A los amantes de la ciencia ficción les seducirán los principios de esta dieta creada por un señor estadounidense que se hace llamar Doctor Peter D’Adamo. Su propuesta es “educar los genes” a través de una alimentación adaptada a tu grupo sanguíneo, dando como resultado prohibiciones tan aleatorias como la comer pato o kiwi. Caprichos sin sentido que se adaptan muy bien al estilo de vida de presentadoras como Oprah Winfrey, que para eso tiene un séquito de asistentes dispuestos a cumplir sus exigencias por absurdas que estas sean; pero que para el resto de mortales solo servirá para ganarte enemigos en las cenas colectivas.

“Se trata de la versión actualizada (aunque a estas alturas ya no tanto) de la dieta del grupo sanguíneo, una filfa sin pies ni cabeza orquestada con todo el boato cientifista en los años cincuenta del pasado siglo XX pero sin absolutamente ningún respaldo serio”, advierte Juan Revenga. “Ni que decir tiene que el papel de la nutrigenómica y nutrigenética como ciencias emergentes a partir de la genética tiene mucho e interesante terreno por delante, pero desde luego, no de este modo”.

A él le gusta esta dieta. GIPHY.COM

Dieta ayurvédica

Más que una dieta, un juego de rol. Las reglas que hay que seguir en este régimen inspirado en la medicina tradicional india son tantas y tan complicadas –que si pócimas, que si meditaciones, que si colores, que si cruces– que solo si te llamas Miguel Bosé o Miranda Kerr y tienes dinero suficiente para contratar a un guía para que te acompañe en exclusiva durante el camino podrás cumplirlas. “El estilo de alimentación que promulga la alimentación ayurvédica no está respaldado por ninguna evidencia científica”, sostiene Conchi Maximiano.

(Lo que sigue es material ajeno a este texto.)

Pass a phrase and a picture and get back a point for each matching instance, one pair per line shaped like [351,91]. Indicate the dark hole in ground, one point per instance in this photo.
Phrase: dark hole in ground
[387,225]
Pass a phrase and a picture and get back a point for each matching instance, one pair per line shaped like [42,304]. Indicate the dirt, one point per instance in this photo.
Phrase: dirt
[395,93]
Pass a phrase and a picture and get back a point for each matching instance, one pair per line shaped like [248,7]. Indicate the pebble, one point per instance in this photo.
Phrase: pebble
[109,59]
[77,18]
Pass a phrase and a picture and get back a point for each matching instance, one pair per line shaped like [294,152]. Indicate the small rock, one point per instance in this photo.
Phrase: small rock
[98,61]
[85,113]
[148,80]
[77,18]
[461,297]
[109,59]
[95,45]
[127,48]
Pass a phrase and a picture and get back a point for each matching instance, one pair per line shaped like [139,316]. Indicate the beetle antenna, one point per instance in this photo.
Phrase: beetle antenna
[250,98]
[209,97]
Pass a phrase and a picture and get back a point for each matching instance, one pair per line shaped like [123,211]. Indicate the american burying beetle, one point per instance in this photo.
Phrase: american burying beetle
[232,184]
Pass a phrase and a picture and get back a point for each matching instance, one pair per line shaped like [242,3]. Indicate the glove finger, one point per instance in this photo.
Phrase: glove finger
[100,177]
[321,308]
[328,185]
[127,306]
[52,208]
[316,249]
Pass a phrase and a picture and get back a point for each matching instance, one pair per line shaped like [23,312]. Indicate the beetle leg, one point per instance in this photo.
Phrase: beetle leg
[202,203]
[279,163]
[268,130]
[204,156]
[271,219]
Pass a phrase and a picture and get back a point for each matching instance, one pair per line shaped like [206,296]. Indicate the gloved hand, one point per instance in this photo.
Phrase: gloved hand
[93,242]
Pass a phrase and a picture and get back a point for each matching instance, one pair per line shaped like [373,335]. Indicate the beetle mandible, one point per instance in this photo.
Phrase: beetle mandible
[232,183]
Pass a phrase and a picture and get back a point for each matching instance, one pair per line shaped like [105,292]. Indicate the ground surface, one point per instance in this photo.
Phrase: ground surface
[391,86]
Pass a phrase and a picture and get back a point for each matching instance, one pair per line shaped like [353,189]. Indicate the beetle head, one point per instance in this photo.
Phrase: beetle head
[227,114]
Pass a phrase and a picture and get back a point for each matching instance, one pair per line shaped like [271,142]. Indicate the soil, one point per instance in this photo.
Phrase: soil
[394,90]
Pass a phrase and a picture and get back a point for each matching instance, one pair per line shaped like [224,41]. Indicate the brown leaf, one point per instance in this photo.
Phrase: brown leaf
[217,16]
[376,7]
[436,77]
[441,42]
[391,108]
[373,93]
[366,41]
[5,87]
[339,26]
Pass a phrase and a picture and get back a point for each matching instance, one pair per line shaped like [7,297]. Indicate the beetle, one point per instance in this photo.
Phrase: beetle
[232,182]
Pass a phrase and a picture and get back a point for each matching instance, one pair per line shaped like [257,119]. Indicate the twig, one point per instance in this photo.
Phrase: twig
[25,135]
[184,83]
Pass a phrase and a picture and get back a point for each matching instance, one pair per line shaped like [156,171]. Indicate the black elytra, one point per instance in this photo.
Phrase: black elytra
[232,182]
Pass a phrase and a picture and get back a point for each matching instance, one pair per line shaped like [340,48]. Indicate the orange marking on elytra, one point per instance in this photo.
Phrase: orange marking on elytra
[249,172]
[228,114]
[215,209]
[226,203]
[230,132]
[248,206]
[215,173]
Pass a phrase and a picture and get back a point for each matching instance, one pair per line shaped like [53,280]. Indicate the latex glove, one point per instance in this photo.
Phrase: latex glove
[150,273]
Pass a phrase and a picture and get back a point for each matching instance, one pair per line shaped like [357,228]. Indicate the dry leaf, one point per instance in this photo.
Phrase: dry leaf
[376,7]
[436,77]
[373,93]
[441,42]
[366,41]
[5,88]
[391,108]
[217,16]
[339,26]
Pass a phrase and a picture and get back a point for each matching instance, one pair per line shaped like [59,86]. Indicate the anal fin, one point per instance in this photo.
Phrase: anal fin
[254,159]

“Entre sus recomendaciones, por ejemplo, prohiben combinar ciertos tipos de alimentos, como las frutas, con los lácteos. Y no hay ningún fundamento que justifique esta afirmación”. Como las abuelas que llevan toda la vida diciéndonos que después de beber un vaso de leche no es bueno comer naranjas porque se corta en el estomago. Abuelas ayurvédicas sin ser ellas nada de eso.

Dieta de la eliminación

Este régimen, del que Gwyneth Paltrow se ha convertido en máxima defensora, es algo así como el ¿Quién es quién? solo que con alimentos en lugar de caras de personas. La idea es eliminar durante 21 días varios alimentos de la dieta e ir reintroduciéndolos para ver cómo reacciona el cuerpo. Especialmente si tienen gluten. “Bonita muestra del amimefuncionismo dietético y de la frivolización con las cuestiones de la salud”, opina Revenga.

“Lo de los experimentos en casa y con gaseosa debería en este caso tomarse al pie de la letra; si alguien cree que algún tipo de condición sanitaria en la que los alimentos desempeñan algún papel, lo primero que debiera hacer es ponerse en manos de un profesional sanitario, como un médico fiable o los de un dietista-nutricionista de los serios”.

Dieta Spoonlight

También conocida como dieta Karl Lagerfeld, otrora un señor que se atiborraba a patatas paja hasta que decidió adelgazar para meterse en los trajes para famélicos que diseñaba Hedi Slimane. Lo consiguió, y desde entonces, como todo buen exgordo, se ha convertido en el azote de los michelines. El principio de la dieta es consumir sólo alimentos pobres en grasas y azúcares, evitar la carne de vaca y de cerdo, y combinarlo todo con unas cápsulas y sobres que un tal Dr. Houdret creó para moderar el apetito del diseñador de Chanel.

Y beber litros y litros de Coca-Cola Light, que para eso fue imagen. “En toda alimentación saludable se recomienda tomar la menor cantidad de azúcares añadidos y no abusar de las grasas, en particular de las saturadas; ¿pero es realmente necesario tomar cápsulas o suplemento de proteínas?”, se pregunta la doctora Maximiano. A ver, hablamos de un personaje que tiene una gata llamada Choupette que solo viaja en un avión privado y que tiene a una persona detrás todo el día para apuntar lo que hace la minina. Tal vez 'necesario' no es una palabra que entre en su vocabulario del día a día.